Le chef de la NASA affirme que le centre de données spatiales atténuera la pénurie d'énergie de l'IA

📅 2026-08-27

Résumé :

L'administrateur de la National Aeronautics and Space Administration (NASA), Jared Isaacman, espère que les États-Unis pourront envoyer des centres de données d'intelligence artificielle en orbite terrestre. Il estime qu'une énergie solaire suffisante peut atténuer la pression sur l'énergie terrestre tout en renforçant la position des États-Unis dans la compétition spatiale et de l'intelligence artificielle.

Issacman a déclaré mercredi dans une interview : "Mettons les centres de données en orbite terrestre et profitons des réacteurs à fusion gratuits qui nous y sont fournis pour nous assurer que nous gagnons... la course à l'espace, mais aussi celle de l'intelligence artificielle." Il a déclaré que les installations ferroviaires pourraient apporter « d'énormes avantages » sans rivaliser pour les mêmes terrains et la même capacité de réseau que les projets en surface.

Les remarques de l'examan surviennent alors que la pression énergétique de l'intelligence artificielle augmente. Le Lawrence Berkeley National Laboratory estime que les centres de données pourraient consommer 11,8 % de l’électricité américaine d’ici 2030, avec une proportion allant de 9,5 % à 15,3 % selon différents scénarios. L'Agence internationale de l'énergie prévoit que la consommation mondiale d'électricité des centres de données doublera environ, passant de 485 térawattheures en 2025 à 950 térawattheures en 2030.

L'ami d'Isaacman et PDG de SpaceX, Elon Musk, est plus optimiste à ce sujet.

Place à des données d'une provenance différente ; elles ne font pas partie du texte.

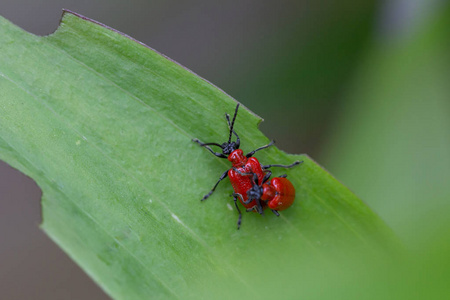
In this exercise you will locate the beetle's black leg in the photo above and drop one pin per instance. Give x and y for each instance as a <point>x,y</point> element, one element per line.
<point>237,207</point>
<point>250,154</point>
<point>206,145</point>
<point>225,174</point>
<point>282,166</point>
<point>241,173</point>
<point>267,176</point>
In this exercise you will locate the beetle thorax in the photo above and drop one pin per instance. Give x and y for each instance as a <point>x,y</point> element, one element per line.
<point>237,158</point>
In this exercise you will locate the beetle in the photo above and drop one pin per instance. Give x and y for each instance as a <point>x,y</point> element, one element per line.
<point>244,168</point>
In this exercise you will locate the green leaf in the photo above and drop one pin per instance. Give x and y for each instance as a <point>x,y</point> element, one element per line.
<point>104,125</point>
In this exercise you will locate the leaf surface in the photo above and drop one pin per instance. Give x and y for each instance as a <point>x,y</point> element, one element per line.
<point>104,125</point>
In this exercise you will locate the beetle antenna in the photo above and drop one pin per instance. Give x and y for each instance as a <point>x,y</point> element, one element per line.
<point>232,123</point>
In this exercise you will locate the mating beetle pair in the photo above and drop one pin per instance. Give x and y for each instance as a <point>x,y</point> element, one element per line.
<point>250,179</point>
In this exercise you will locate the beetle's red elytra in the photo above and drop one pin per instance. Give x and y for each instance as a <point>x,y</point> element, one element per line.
<point>250,179</point>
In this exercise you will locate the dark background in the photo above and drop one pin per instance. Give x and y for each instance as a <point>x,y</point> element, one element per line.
<point>291,62</point>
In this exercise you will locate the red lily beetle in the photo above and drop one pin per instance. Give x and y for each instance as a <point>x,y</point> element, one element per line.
<point>244,167</point>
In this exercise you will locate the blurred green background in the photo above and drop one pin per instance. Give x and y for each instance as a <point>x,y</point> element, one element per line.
<point>363,87</point>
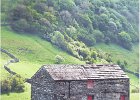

Il a dit un jour que pour l'informatique IA, « l'espace est le seul moyen d'étendre la puissance de calcul à grande échelle », et SpaceX devrait lancer un centre de données orbital l'année prochaine. Isaacman s'était auparavant montré optimiste quant au pari de Musk, affirmant qu'"il n'y a aucune raison de penser que l'idée ne puisse pas être mise en œuvre".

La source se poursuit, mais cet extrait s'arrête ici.